Developers contributing to TectoMT are kindly asked to

  1. read Damian Conway's Perl Best Practices,

  2. make appropriate tests before committing,

  3. prefer Perl/bash when writing new TectoMT components,

  4. always derive paths to accessed files/directories from variables $TMT_ROOT, $TMT_SHARED etc., and never use absolute paths, paths to your home directories etc.

  5. write POD in all their Perl programs/modules,

  6. use Makefiles for organizing bigger tasks / experiments / applications,

  7. add copyright notice (# Copyright <year> <name>) to all their source code files,

  8. report detected bugs to author(s) of the respective piece of code, with CC to zabokrtsky@ufal.mff.cuni.cz.

  9. respect naming conventions introduced in TectoMT (e.g. naming of layers),

  10. write sufficiently descriptive and understandable comments on commits to the svn repository.

  11. use Report::fatal, Report::warn or Report::info in blocks, instead of die/warn/print STDERR.

  12. try to avoid situations in which your committed changes could break functionality of other people's code. For example, if you decide to rename methods in your library interface, find (e.g. grep) all spots in which these methods have been used and fix them too.
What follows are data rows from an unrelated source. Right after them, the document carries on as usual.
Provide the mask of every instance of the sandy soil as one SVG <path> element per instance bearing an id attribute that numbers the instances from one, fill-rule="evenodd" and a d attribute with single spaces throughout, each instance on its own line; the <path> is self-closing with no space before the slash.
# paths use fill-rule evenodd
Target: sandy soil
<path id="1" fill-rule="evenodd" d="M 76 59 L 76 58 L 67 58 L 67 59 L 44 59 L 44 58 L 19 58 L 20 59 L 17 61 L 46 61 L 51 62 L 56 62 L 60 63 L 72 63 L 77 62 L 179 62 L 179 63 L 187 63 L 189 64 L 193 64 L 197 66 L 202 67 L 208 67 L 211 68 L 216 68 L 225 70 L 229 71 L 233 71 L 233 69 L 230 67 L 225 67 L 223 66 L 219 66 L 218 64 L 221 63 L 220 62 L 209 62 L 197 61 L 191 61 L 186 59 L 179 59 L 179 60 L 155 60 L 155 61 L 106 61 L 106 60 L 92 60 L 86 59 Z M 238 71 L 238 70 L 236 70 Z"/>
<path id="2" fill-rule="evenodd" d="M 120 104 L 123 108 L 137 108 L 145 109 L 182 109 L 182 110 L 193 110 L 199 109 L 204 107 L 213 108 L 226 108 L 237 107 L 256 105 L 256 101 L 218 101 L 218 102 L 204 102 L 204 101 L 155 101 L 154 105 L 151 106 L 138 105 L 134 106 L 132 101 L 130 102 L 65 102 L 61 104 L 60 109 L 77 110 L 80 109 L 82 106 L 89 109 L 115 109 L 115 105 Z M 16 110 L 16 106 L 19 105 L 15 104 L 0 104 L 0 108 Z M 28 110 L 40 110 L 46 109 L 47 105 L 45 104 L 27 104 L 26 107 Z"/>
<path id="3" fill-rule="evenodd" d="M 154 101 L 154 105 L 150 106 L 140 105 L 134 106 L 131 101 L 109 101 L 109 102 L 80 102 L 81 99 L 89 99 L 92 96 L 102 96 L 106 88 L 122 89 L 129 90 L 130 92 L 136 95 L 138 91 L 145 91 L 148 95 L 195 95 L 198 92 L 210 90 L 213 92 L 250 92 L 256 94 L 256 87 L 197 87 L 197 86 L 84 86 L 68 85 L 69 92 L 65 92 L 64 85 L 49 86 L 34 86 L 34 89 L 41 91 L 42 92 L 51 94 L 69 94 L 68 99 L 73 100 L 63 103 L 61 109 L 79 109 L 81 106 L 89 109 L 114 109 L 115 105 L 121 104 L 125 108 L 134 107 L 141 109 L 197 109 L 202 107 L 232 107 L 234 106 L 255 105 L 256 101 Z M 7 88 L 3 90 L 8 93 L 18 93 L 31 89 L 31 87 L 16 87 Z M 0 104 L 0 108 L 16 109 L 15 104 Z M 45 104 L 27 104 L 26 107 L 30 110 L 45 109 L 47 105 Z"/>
  13. commit your work to the repository, even if you think it is not useful for anybody else. Otherwise your local copy may become incompatible with the rest of the TectoMT machinery after some time (see the above item).

9. TODOs

We are aware of the following issues which are not solved satisfactorily in TectoMT at this moment:

  1. Adding new languages into TectoMT seems to require an inadequate amount of changes in the PML schema; adding new languages should be facilitated by allowing language parametrization, or by back-off (by default, some general scheme could be used for languages for which there is no specific scheme).

  2. There is no mechanism for sending parameters to blocks. The question is how often it is really necessary/desirable, but definitely some solution must be found for blocks with more or less language-independent functionality, so that no new cut'n'paste blocks is necessary (generic blocks, which can be used for this task now, are problematic).

  3. Location of Perl libraries: in the case of non-pure-Perl libraries, obviously there should be one (versioned) place where an installation package is developed and another (unversioned) place where the library is 'installed', but the second place should not be a part of tectomt_shared, otherwise functionality fall-outs for other UFAL users might appear.

  4. At this moment, there is only one PML schema for all applications in TectoMT. Supporting separated application-specific schemas into TectoMT would not be trivial.

  5. Similarly to the previous point, there is only one shared visualization style for all TMT files in TrEd. At this moment, there is no support for application-specific customization of bundles' appearance, which would allow for example easy relocation of the individual layers on the screen.